Hermit flower beetle (Osmoderma)
Published in Yard and Garden News, November 1, 2008
A number of people have discovered large grubs associated with old, rotting wood recently. This insect is a type of scarab beetle known as Osmoderma. When examining this insect, you can see an obvious reddish brown head along with six legs. Its has a dirty whitish colored body that is permanently curled into the shape of a C. It reaches up to two inches in length. There are three species of Osmoderma present in North America of which two are found in Minnesota. Of these two, by far the most common is O. eremicola, commonly called the hermit flower beetle.
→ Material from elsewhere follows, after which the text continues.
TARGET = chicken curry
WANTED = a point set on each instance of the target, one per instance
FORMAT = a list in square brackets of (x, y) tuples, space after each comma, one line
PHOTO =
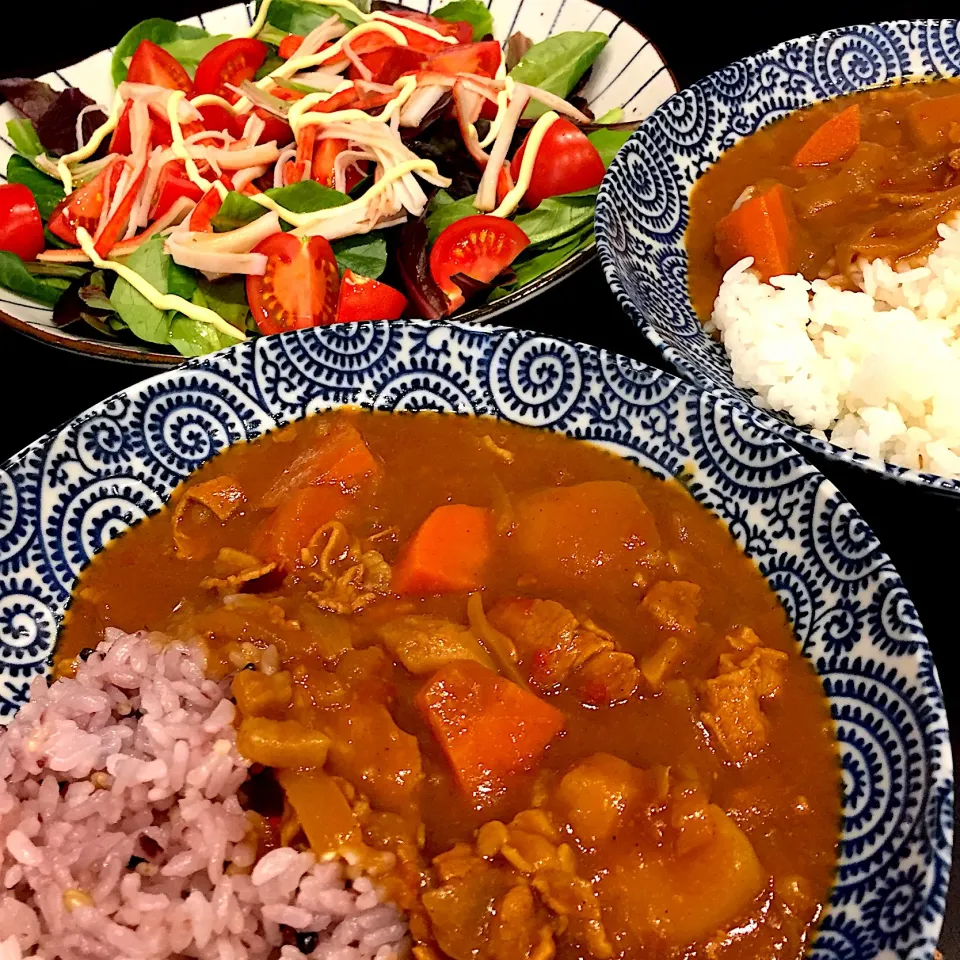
[(866, 176), (537, 692)]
Osmoderma spp. are associated with rotten wood from dead or dying trees, especially oak, maple, elm, apple, cottonwood, cherry, and hickory, and are particularly found in tree cavities filled with debris. Adults, dark brown beetles measuring one inch in length, are typically present from July to September, while the grubs are found from August through the following spring.
This timeframe mirrors what Minnesotans have noticed. One resident described cutting up some oak trees that were blown down during August in Ramsey County (St. Paul). One of the oaks was rotten in the center. Upon closer examination he found several dozen Osmoderma larvae, most between 1 1/2 and 2 inches in length.
In another case, a gentleman in Wabasha County (southeastern Minnesota) found these larvae during October in wood (oak or maple) that was being cut for firewood. Also in October, a resident in Rock County (southwestern Minnesota) found 2 inch long Osmderma grubs in a maple tree he was cutting down. The larvae were found in an site where the wood had rotted.
Osmoderma larvae are not pests, they do not cause trees to become rotted and die. Rather, some other circumstance has caused the tree to decline and die and this insect takes advantage of it. They are actually beneficial by helping to decompose wood. If you find Osmoderma, they are just a curiosity and should just be ignored.